Umarım. Zaten benim hedefim, Türk Sanat Tarihi’ne girmek.
Kitapla aran nasıl, okur musun?
Okurum. Hatta bir dönem insanlarla iletişimimi kestim. Çok okuduğumda öyle oluyor.
Resim sanatında kişisel beslenme çok önemli, ben şu okulu bitirdim, ben ressamım demek çok kolay. Beynin gerçekten dolu olması, yeteneğin maneviyatın yanında söyleyecek bir sözünün mutlaka olması gerekiyor.
Kesinlikle evet.
Peki, genç sanatçı adaylarından sergine ilgi nasıldı?
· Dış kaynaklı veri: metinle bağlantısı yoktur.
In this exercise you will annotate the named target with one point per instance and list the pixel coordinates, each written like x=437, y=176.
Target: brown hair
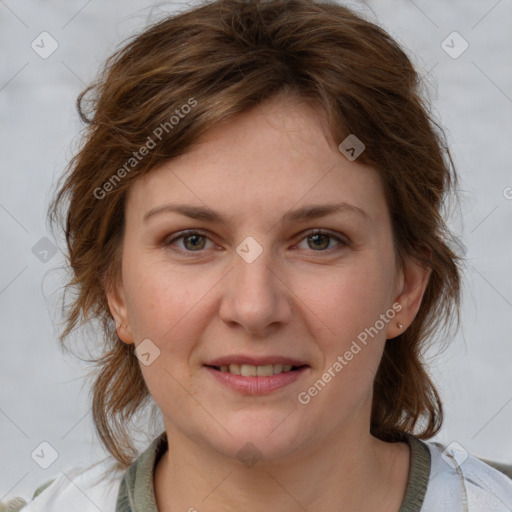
x=223, y=58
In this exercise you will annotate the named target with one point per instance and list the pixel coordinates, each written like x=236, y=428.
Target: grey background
x=43, y=396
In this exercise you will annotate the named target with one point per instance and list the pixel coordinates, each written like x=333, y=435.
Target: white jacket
x=457, y=483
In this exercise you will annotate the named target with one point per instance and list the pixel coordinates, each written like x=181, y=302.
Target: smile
x=256, y=380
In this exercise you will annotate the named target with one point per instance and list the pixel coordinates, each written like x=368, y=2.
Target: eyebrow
x=302, y=214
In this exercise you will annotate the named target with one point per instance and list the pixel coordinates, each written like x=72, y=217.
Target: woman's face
x=253, y=283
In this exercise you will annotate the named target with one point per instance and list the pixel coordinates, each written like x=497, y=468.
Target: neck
x=347, y=473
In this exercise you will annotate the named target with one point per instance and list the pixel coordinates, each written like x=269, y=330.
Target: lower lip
x=257, y=385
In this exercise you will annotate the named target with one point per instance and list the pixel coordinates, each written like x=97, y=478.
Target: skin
x=295, y=299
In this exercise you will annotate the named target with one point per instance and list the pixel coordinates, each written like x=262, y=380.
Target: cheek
x=164, y=302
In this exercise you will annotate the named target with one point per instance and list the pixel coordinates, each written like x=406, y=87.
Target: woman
x=254, y=219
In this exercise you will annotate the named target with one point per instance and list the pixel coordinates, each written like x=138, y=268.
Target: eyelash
x=312, y=232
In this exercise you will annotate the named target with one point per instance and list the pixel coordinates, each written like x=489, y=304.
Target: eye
x=320, y=240
x=193, y=241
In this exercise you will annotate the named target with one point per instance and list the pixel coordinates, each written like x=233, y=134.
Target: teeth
x=249, y=370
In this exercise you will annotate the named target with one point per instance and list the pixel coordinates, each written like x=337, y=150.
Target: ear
x=412, y=283
x=118, y=309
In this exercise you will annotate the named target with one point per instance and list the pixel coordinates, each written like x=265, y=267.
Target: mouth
x=250, y=379
x=249, y=370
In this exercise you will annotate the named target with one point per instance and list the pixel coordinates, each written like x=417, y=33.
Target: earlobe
x=413, y=283
x=119, y=311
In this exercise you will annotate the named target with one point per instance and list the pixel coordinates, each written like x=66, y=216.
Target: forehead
x=270, y=159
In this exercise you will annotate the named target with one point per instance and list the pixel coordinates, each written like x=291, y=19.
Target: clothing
x=441, y=479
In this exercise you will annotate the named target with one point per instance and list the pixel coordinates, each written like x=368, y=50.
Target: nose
x=256, y=295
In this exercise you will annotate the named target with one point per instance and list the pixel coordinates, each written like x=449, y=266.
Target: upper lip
x=255, y=361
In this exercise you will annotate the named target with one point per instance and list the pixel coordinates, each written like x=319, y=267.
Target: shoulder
x=457, y=477
x=81, y=488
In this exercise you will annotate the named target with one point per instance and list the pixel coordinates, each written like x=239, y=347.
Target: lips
x=256, y=361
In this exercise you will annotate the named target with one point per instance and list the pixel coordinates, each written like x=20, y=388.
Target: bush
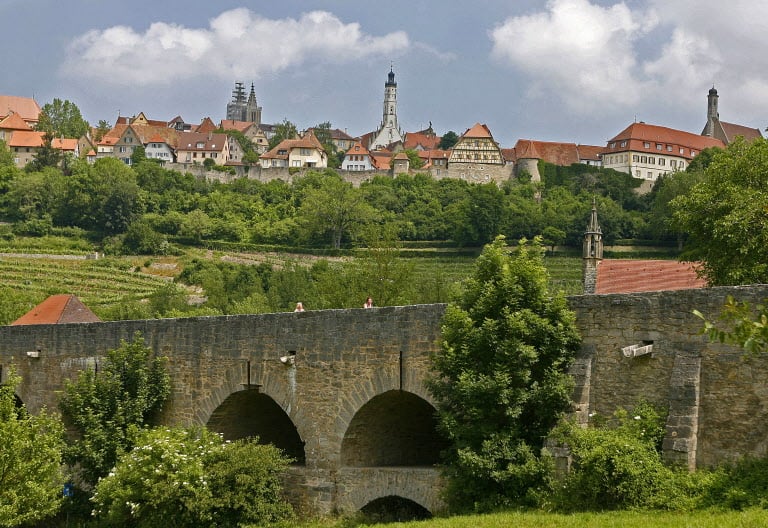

İyiydi, çok fazla üniversiteli geldi. Özellikle Bilgi Üniversite’sinden ilgi büyüktü, bir hocaları mutlaka görmelisiniz demiş.
Fadu’ya ileride ne olacak?
Fadu’yu 3 boyutlu göreceksiniz; saçıyla, kıyafetiyle her şeyiyle. Uygun bir mekan olduğunda gerçekleşireceğim bir proje bu. İlginç bir malzeme bulacağım ve aynı renklerde olacak. Sonra Fadu’nun çizgi filmlerini istiyorum. Proje çok aslında ama her şey koşullara bağlı.
Fadu nereli?
Ben Rizeliyim, Rize Pazar’lı. Herhalde Fadu da oralı. Fatma ve Fadime olarak düşündüm Fadu’yu, orada Fatma ve Fadime’ye “Fadu” derler. Karadenizli sıradan bir kadın, 3 yıldır İstanbul’da yaşıyor. Yarın Paris’te de olabilir. Çünkü bir süre yurtdışında yaşamak istiyorum. Bir şehirde uzun süre kalmayı sevmiyorum. Pazar benim için bitmişti, sonra Samsun oldu ve bitti. İstanbul da bitecek. Gideceğim yine.
Fadu’nun devamının gelecek olması çok heyecanlı, peki sanatçı adayı gençler için bir şey söylemek ister misin?
Her şey bir iç yolculuğu. Resim yapmayı seven herkes “sanatçı” olabilir. Ben resim yapmayı çok seviyorum ve bir gün gerçekten başaracağıma inanıyorum.
Biz de genç sanatçımıza yürekten sevgilerimizi sunuyor, başarılarının devamını diliyoruz.